Russia has kept its public debt at about 15 percent of GDP, and the economy maintains a confident stance despite global uncertainties. This view was conveyed during questions from deputies in the State Duma as officials discussed the country’s fiscal posture. In conversations about debt levels, the government stressed that Russia sits within what it described as a comfortable debt range, signaling resilience to shifting international financial conditions.
The leadership highlighted that the public debt remains a modest share of the economy, with figures hovering around 15 percent of GDP. They noted that there is no need to disclose debt figures for unfriendly economies, reminding audiences that even in many developing nations debt burdens exceed 60 percent of GDP. In this context, Russia asserted it can maintain steadiness and financial health under current conditions, thanks to prudent budget management and flexible fiscal planning.
The government also signaled that the budget deficit is anticipated to narrow gradually. Officials explained that the deficit level recorded in the early part of the year reflects planned transfers and adjustments in annual expenditures rather than an inherent fiscal weakness. These comments were framed as part of a broader strategy to align spending with revenue streams while maintaining essential investments in growth-supporting programs.
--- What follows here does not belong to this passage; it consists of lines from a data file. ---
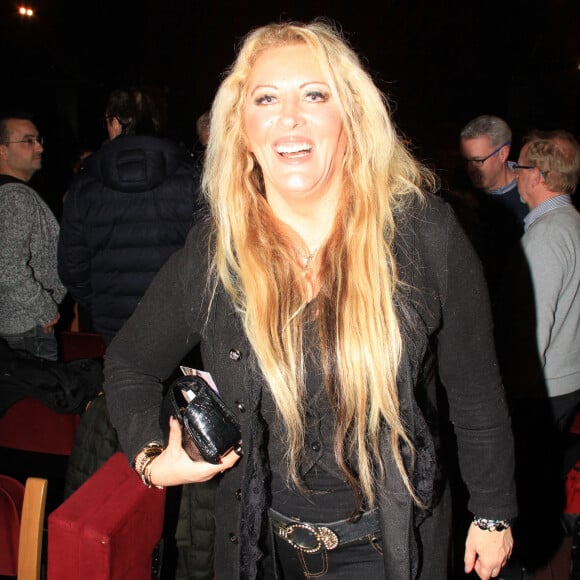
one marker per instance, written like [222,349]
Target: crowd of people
[347,308]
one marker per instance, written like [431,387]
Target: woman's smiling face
[293,125]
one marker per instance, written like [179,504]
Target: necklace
[307,259]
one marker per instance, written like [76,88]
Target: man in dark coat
[127,211]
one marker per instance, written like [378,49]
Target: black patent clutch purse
[209,428]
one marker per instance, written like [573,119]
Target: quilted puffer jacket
[128,210]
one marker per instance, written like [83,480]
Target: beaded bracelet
[491,525]
[144,460]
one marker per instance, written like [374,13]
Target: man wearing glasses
[30,289]
[540,350]
[485,146]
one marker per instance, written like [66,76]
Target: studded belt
[310,538]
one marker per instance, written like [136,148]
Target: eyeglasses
[30,141]
[480,162]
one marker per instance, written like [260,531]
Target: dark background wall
[441,63]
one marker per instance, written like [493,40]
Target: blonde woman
[323,287]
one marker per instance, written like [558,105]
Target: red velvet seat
[11,498]
[108,528]
[22,509]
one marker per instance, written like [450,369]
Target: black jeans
[360,559]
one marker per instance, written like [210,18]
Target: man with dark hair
[30,289]
[128,210]
[499,211]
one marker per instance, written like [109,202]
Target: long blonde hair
[358,324]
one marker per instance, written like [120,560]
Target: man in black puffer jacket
[128,210]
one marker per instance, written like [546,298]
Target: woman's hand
[174,467]
[487,552]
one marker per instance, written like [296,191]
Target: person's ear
[504,153]
[114,127]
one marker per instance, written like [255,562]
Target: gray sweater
[552,248]
[30,289]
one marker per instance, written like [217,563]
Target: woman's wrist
[491,525]
[144,460]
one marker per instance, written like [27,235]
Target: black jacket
[124,215]
[446,318]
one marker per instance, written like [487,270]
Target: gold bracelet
[143,460]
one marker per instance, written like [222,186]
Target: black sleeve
[163,329]
[469,371]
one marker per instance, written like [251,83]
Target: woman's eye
[264,100]
[317,96]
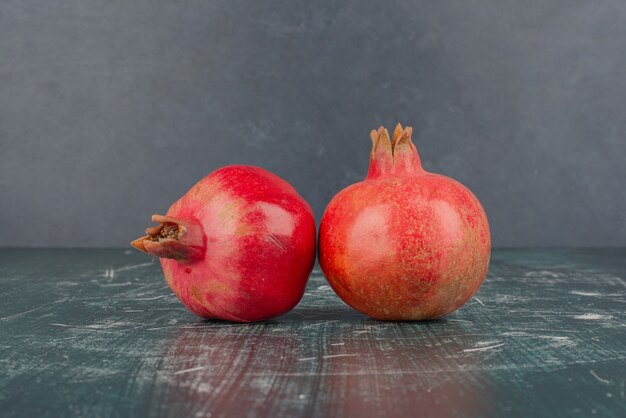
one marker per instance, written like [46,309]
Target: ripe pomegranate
[239,245]
[404,244]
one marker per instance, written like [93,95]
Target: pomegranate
[404,244]
[239,245]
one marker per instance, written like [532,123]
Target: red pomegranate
[239,245]
[404,244]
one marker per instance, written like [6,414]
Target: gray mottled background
[110,110]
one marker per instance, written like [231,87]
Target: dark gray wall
[110,110]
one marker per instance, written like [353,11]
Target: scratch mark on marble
[490,347]
[193,369]
[581,293]
[134,266]
[592,317]
[319,323]
[18,315]
[601,380]
[328,356]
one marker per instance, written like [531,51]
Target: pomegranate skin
[253,249]
[404,244]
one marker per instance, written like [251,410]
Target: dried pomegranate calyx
[395,155]
[182,240]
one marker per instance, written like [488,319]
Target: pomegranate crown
[396,155]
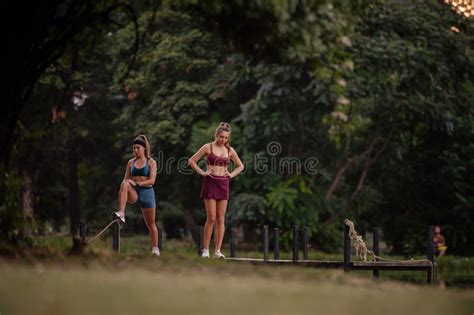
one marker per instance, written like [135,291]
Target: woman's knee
[151,226]
[220,220]
[211,219]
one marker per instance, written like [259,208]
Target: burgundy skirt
[215,187]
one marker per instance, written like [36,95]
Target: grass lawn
[45,281]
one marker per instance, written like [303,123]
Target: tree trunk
[73,198]
[27,194]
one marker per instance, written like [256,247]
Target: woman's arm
[150,181]
[196,157]
[127,171]
[239,166]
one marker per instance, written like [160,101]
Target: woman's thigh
[210,205]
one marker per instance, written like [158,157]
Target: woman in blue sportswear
[137,187]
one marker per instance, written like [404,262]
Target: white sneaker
[218,254]
[118,216]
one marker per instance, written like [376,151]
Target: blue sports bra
[144,171]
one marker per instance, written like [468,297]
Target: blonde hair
[223,126]
[147,145]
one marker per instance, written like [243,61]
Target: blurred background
[377,94]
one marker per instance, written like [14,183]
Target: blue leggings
[146,197]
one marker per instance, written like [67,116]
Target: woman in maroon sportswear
[215,184]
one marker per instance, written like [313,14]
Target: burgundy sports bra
[216,160]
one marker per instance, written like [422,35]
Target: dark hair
[142,139]
[223,126]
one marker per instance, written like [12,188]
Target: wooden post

Discussion extended to the trajectory of external and domestic debt, with attention given to how debt levels evolved in the recent period. Domestic public debt reached values that marked a notable shift in the national debt profile, signaling a maturing debt market and a measured approach to financing. The overall debt picture was described as manageable, with a focus on maintaining financial stability and safeguarding creditworthiness in international markets.
Looking ahead, policymakers stressed that the fiscal framework is designed to support a cautious yet steady path toward reducing deficits and maintaining a healthy debt ratio. They pointed to structural measures, ongoing macroeconomic balance, and disciplined budget execution as pillars that help shield the economy from external shocks while ensuring long-term investment capacity. The conversation underscored the importance of transparent, predictable fiscal policy and the role of prudent debt management in sustaining economic confidence for citizens and international partners alike.